Department of Nuclear Medicine and Molecular Imaging, University of Groningen, University Medical Center Groningen, Groningen, the Netherlands.
Department of Neurology, Philipps-Universität Marburg, Marburg, Germany.
Mov Disord. 2021 Jan;36(1):230-235. doi: 10.1002/mds.28260. Epub 2020 Sep 10.
Isolated rapid eye movement sleep behavior disorder is known to be prodromal for alpha-synucleinopathies, such as Parkinson's disease (PD) and dementia with Lewy bodies. The [ F]fluorodeoxyglucose-positron emission tomography (PET)-based PD-related brain pattern can be used to monitor disease progression.
We longitudinally investigated PD-related brain pattern expression changes in 20 subjects with isolated rapid eye movement sleep behavior disorder to investigate whether this may be a suitable technique to study prodromal PD progression in these patients and to identify potential phenoconverters.
Subjects underwent two [ F]fluorodeoxyglucose-PET brain scans ~3.7 years apart, along with baseline and repeated motor, cognitive, and olfactory testing within roughly the same time frame.
At baseline, 8 of 20 (40%) subjects significantly expressed the PD-related brain pattern (with z scores above the receiver operating characteristic-determined threshold). At follow-up, six additional subjects exhibited significant PD-related brain pattern expression (70% in total). PD-related brain pattern expression increased in all subjects (P = 0.00008). Four subjects (20%), all with significant baseline PD-related brain pattern expression, phenoconverted to clinical PD.

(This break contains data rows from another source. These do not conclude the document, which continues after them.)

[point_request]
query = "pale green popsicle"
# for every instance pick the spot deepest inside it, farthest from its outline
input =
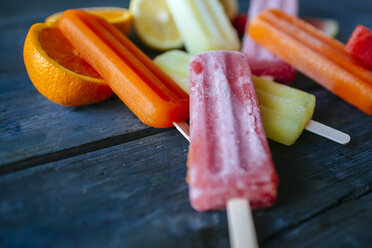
(203, 25)
(285, 111)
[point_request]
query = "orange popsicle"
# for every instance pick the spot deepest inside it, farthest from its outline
(314, 54)
(138, 82)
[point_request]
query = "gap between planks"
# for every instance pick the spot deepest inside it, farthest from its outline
(350, 197)
(79, 150)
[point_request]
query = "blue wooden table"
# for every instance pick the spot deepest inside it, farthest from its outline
(96, 176)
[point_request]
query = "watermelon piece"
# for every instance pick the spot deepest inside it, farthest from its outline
(328, 26)
(360, 44)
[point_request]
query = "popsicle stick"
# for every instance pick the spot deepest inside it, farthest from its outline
(183, 128)
(312, 126)
(328, 132)
(241, 228)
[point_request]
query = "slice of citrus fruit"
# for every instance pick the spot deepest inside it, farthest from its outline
(231, 8)
(119, 17)
(58, 72)
(154, 24)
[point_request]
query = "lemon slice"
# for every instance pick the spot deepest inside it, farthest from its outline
(231, 8)
(119, 17)
(154, 24)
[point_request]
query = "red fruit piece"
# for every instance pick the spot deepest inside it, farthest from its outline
(360, 44)
(239, 23)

Suprathreshold PD-related brain pattern expression and greater score rate of change may signify greater shorter-term risk for phenoconversion. Our results support the use of serial PD-related brain pattern expression measurements as a prodromal PD progression biomarker in patients with isolated rapid eye movement sleep behavior disorder. © 2020 The Authors. Movement Disorders published by Wiley Periodicals LLC on behalf of International Parkinson and Movement Disorder Society.
孤立性快动眼睡眠行为障碍已知是α-突触核蛋白病(如帕金森病 [PD] 和路易体痴呆)的前驱期。基于氟脱氧葡萄糖的正电子发射断层扫描(PET)可用于监测疾病进展。
我们对 20 例孤立性快动眼睡眠行为障碍患者进行了 PD 相关脑模式的纵向研究,以探讨其是否可作为研究这些患者前驱期 PD 进展的合适技术,并识别潜在的表型转化者。
受试者在大约相同的时间范围内,间隔约 3.7 年进行两次氟脱氧葡萄糖-PET 脑部扫描,并在基线和重复进行运动、认知和嗅觉测试。
基线时,20 例受试者中有 8 例(40%)显著表达 PD 相关脑模式(z 评分高于接受者操作特征确定的阈值)。随访时,另外 6 例受试者表现出显著的 PD 相关脑模式表达(总共占 70%)。所有受试者的 PD 相关脑模式表达均增加(P = 0.00008)。4 例受试者(20%)全部具有显著的基线 PD 相关脑模式表达,表型转化为临床 PD。
超阈值 PD 相关脑模式表达和更大的评分变化率可能意味着表型转化的风险更高。我们的研究结果支持使用连续 PD 相关脑模式表达测量作为孤立性快动眼睡眠行为障碍患者的前驱期 PD 进展生物标志物。© 2020 作者。运动障碍由 Wiley 期刊公司代表国际帕金森病和运动障碍学会出版。